Given Trump’s win, should Europeans help Americans travel for abortions?

I started the first abortion fund in Europe 15 years ago. Here’s how to support our American and European sisters

Given Trump’s win, should Europeans help Americans travel for abortions?

Every time there’s news about abortion in the US, my notifications start pinging. In 2017 – “Will you start sending money to people in Texas who need abortions?” In 2019 – “Will you start helping people from Alabama travel for abortions?” When both the leak and the actual overturn of Roe v Wade happened, and when Donald Trump was elected – “Should we set up pathways for people from the US to travel to Europe for abortions?”

The people asking mean well. Like me, they want a world where anyone who needs an abortion can have one, preferably without having to cross state or international lines. Unlike me, most of these people haven’t spent over 20 years helping people failed by states, laws and healthcare systems have abortions.

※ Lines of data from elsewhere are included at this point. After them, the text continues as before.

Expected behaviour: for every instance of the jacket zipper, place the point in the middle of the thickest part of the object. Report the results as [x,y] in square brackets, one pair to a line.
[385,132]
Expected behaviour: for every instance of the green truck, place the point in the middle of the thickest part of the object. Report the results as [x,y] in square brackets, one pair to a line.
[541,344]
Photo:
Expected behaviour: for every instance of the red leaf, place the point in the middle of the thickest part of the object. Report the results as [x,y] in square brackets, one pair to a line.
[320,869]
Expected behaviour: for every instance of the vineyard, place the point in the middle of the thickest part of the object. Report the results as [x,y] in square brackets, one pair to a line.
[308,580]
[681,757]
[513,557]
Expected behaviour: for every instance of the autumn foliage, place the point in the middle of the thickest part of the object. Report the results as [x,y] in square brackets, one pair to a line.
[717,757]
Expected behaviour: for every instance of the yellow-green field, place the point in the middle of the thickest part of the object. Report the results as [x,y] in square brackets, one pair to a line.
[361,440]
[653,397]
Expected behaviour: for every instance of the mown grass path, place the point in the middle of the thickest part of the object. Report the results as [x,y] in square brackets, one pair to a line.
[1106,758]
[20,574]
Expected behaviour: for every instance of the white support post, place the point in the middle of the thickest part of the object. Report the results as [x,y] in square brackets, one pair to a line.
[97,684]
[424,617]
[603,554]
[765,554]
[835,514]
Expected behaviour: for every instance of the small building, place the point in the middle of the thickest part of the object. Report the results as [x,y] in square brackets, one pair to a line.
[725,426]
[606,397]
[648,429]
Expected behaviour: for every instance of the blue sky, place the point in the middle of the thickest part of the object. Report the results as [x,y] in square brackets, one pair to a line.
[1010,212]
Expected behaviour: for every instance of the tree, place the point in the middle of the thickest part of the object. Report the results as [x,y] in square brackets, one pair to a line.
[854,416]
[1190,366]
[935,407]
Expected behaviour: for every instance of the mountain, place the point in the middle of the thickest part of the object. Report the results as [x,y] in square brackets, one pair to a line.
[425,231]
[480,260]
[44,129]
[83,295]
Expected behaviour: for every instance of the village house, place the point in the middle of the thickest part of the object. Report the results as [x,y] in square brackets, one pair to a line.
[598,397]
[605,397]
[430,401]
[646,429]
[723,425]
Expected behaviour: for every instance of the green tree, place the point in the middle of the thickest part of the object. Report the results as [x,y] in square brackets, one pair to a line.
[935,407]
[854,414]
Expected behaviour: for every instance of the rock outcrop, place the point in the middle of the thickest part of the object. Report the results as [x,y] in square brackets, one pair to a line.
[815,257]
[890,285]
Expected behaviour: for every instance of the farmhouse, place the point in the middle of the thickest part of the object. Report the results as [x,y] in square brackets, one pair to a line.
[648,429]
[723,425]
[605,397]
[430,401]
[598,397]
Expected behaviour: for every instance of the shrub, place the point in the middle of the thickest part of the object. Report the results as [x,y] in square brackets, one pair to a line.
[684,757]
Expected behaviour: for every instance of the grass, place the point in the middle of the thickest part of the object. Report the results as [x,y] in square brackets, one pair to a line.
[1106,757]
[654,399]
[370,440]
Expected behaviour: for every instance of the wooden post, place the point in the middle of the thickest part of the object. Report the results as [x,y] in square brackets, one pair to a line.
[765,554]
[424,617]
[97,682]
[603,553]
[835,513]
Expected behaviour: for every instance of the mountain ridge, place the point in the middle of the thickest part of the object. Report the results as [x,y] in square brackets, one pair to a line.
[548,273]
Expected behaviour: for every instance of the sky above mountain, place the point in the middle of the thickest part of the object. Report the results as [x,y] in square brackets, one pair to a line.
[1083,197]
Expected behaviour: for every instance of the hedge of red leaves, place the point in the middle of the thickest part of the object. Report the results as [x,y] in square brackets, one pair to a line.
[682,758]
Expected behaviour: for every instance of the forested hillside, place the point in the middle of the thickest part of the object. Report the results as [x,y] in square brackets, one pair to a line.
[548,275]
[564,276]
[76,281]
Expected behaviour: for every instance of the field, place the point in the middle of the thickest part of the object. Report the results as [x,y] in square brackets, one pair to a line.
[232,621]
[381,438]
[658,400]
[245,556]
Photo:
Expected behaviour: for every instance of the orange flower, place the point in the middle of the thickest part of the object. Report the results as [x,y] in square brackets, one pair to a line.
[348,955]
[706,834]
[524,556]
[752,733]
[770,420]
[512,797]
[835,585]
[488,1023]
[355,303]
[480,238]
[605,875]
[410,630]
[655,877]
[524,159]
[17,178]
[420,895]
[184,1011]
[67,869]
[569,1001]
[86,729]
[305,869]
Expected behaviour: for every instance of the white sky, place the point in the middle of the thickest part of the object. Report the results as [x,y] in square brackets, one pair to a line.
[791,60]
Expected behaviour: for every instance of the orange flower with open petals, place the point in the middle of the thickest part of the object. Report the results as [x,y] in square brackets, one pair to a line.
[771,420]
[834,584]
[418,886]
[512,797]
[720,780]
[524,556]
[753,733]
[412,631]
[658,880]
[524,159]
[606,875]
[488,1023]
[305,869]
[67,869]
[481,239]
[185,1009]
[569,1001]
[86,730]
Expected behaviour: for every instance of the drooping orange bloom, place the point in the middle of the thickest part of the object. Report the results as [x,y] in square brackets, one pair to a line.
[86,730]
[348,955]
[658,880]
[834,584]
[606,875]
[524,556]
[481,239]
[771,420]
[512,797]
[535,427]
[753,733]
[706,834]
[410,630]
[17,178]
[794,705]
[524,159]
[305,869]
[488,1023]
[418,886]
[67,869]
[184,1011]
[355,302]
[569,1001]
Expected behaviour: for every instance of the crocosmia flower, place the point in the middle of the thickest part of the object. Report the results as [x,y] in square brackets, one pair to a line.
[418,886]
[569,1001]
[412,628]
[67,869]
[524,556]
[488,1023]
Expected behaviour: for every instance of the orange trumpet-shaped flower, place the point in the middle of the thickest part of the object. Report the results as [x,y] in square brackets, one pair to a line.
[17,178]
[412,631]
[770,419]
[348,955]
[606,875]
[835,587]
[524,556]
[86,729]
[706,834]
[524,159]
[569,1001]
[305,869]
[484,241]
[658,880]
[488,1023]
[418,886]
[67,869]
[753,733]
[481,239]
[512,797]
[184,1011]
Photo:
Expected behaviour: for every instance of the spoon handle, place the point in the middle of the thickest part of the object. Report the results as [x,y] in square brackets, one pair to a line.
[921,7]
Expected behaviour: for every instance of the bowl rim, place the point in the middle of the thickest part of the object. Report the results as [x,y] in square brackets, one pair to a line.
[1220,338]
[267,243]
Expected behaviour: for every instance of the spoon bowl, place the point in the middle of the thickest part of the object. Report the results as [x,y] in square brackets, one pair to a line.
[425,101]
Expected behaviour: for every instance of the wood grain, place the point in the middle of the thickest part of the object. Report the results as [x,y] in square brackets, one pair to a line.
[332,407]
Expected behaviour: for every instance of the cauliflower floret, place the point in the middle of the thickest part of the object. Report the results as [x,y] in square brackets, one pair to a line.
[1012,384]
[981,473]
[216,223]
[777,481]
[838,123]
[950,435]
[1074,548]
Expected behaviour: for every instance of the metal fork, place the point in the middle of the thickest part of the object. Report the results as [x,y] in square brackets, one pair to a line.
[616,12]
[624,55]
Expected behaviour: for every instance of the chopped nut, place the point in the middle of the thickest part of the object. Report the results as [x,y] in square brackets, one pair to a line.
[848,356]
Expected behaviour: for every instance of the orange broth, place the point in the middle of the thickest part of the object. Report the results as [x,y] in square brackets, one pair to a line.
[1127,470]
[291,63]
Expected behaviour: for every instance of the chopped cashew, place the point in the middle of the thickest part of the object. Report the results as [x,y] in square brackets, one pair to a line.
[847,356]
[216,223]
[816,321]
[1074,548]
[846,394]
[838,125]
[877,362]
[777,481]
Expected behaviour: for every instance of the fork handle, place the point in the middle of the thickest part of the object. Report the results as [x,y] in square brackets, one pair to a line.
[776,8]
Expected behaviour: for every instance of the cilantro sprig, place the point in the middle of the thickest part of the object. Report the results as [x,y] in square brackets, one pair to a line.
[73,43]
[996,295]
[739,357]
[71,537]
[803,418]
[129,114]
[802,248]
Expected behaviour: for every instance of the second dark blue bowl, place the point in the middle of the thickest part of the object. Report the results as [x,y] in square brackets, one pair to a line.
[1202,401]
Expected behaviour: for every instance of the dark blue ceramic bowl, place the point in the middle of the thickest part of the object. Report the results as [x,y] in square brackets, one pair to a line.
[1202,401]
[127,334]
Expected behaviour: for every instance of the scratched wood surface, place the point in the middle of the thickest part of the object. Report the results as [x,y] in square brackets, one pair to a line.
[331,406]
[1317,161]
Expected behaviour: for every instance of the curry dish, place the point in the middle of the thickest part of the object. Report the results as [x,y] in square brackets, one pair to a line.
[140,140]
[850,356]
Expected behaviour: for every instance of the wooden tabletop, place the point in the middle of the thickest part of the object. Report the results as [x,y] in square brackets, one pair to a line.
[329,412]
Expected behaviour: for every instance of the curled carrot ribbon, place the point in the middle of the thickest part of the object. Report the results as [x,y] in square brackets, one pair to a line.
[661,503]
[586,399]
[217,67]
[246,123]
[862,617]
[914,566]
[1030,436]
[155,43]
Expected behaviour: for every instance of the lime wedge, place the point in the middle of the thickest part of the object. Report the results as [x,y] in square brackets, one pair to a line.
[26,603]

Since Roe fell, some but not all states have made abortion virtually impossible. It is still much easier to travel within the US for abortion care than to cross the Atlantic. If a national abortion ban passes, Mexico and Canada are closer, easier, and far less expensive than Europe. Mexico and Canada have the same drawback as Europe: more than 60% of Americans do not have passports. This percentage likely increases amongst people who are marginalized or oppressed. Most women who have abortions already have at least one born child (fun fact: many US clinics provide childcare for patients) and transatlantic travel would require additional hours or days of childcare. The people who will be most impacted by Project 2025 are least likely to have the ability to travel to Europe.

The US also has something else Europe lacks: existing mutual aid networks and organizations working at grassroots levels to provide funding and practical support to people who face obstacles in accessing abortions. Roe was the floor of what was required for abortion access; when I left the US in 2005, 87% of US counties had no abortion provider and five states had only one clinic. Some of these activist groups predate the passage of Roe and they are powered by some of the fiercest, creative, passionate activists on earth. Over 100 of these groups are part of the well-funded National Network of Abortion Funds. If they need or want Europe’s help, they will call us.

I am proud to say I started the first abortion fund in Europe in 2009, and started a second one in 2022. This is the part that Europeans find most surprising. Abortion access in Europe is not good. The recent news from Norway means that as of January seven out of fifty European countries will permit abortion on request after the first trimester (16 weeks in France, 18 in Sweden, Denmark and Norway, 22 in Iceland, 24 in the UK and Netherlands). And then there’s the difference between legal and possible.

For instance, the law in the UK is abortion on request up to 24 weeks. But only England has providers that go to 24 weeks. People in Scotland, Wales and even Northern Ireland, where abortion was decriminalized, often travel to England to get their abortions. For people outside of the UK and Ireland, a passport is needed to come to England. The Netherlands goes to 24 weeks, but only for residents. Non residents are cut off at 21 weeks 6 days. Know where Europeans who need abortions after 24 weeks go? To the US or to Mexico. Yes, even now.

Some countries have completely integrated abortion into their national health services. Which is wonderful until someone who is undocumented, or an international student, or an American on a foreign naval base needs to access an abortion. This is shocking to Americans – that there are places in Europe where money can’t buy healthcare. Another thing we have in Europe are our very own home-grown right wing politicians and political parties. While there have been a few European abortion victories of late – France putting abortion into its constitution, Denmark and Norway extending abortion on request from 12 to 18 weeks – we have also seen Poland, Hungary, Russia, Romania, Italy and Croatia make abortions harder to access. And every European country protects a provider’s right to object to performing an abortion over a woman’s right to have one.

But all is not despair, on either side of the Atlantic. Unlike when I started helping people cross state lines to have abortions, abortion pills exist and are widely used and widely available. They can be used safely and effectively into the second trimester and beyond. Abortion pills came not from a Northern pharma company but from feminist collectives in Brazil. There are networks across the world (including the Abortion Without Borders initiative which I am one of the founders of) helping people self manage their own abortions. The abortion funds movement in Europe is small – but growing.

We know people are freaking out about the US election results but we need to tend to our own yards as well. More than 30 million women live in parts of Europe where they can’t access abortions. This will get worse before it gets better because anti-abortion activists are emboldened by the fall of Roe and Trump’s victory.

Stand in solidarity with our American sisters, but also with our European ones. And donate to your local abortion fund.